Each of the processes employs either an electrostatic precipitator (ESP) or a fabric filter.
Emissions from the processes and control type combinations (e.g., a dry-process kiln controlled
by an ESP and a wet-process kiln controlled by a fabric filter) would be compared to determine
if the data sets should be combined.  These procedures would not be applied to source test data
from processes or controls that are clearly separate and distinct (e.g., coke oven emissions and
electric arc furnace emissions) nor would they be applied to source test data that are clearly
representative of the same source type, same fuel or same controls. In cases where it is
acceptable to combine the new and existing data, the BDL and outlier calculation procedures
found in  Appendix B and Appendix C, respectively, are used in the emissions factor
development process.

       Simple statistical characteristics such as the number of values, the mean and the variance
can be used to represent a data set for computational purposes. Comparison of similar
characteristics between data sets  can determine whether the data sets are from the same
population of values. If the data sets are determined to be from the same population of values,
the data sets can be combined into a single, combined data set, often referred to as a pool.

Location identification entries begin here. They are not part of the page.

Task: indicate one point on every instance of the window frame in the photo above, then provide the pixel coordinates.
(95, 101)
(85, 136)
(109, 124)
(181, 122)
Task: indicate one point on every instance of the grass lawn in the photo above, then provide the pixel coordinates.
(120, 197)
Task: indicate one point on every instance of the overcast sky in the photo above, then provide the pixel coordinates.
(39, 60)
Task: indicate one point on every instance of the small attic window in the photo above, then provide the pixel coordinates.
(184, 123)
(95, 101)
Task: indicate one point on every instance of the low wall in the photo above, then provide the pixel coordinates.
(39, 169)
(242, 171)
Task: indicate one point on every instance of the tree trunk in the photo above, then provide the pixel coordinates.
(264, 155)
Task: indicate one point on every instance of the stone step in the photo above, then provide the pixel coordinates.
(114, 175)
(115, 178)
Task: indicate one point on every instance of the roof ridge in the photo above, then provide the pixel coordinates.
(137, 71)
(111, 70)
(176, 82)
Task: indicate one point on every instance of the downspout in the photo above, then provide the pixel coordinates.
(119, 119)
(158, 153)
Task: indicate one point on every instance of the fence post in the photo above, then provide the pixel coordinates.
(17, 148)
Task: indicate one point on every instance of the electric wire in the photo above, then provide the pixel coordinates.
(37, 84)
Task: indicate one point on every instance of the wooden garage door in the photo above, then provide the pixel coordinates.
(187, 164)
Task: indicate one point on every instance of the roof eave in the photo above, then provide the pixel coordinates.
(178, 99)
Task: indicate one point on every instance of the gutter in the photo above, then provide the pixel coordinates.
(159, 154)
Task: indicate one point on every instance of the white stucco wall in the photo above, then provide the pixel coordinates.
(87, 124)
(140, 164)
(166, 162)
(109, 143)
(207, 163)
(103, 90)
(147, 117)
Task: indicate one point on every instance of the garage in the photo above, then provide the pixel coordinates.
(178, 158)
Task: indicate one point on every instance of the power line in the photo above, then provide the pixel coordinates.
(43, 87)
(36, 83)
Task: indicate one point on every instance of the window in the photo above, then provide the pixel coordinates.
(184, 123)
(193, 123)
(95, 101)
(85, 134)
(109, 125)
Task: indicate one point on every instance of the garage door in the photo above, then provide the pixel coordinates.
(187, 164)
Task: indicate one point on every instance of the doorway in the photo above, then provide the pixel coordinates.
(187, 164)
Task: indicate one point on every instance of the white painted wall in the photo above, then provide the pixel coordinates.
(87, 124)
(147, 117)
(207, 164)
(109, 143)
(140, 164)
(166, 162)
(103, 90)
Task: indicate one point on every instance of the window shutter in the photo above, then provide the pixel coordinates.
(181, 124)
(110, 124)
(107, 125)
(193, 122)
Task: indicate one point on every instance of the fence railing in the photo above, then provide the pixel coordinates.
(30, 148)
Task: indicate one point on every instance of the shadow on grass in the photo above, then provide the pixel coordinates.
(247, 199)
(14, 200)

Pooled
values are preferred over individual  values because pooled values provide the best estimate of a
population's variance.


2.0    Description of Procedures
       The data combination assessment procedures that we will use to determine whether a new
data set should be combined with an existing data set are based upon use of the Student's t-test.
3 ProUCL is described and can be downloaded from the following Internet address:
http://www.epa.gov/osp/hstl/tsc/software.htm.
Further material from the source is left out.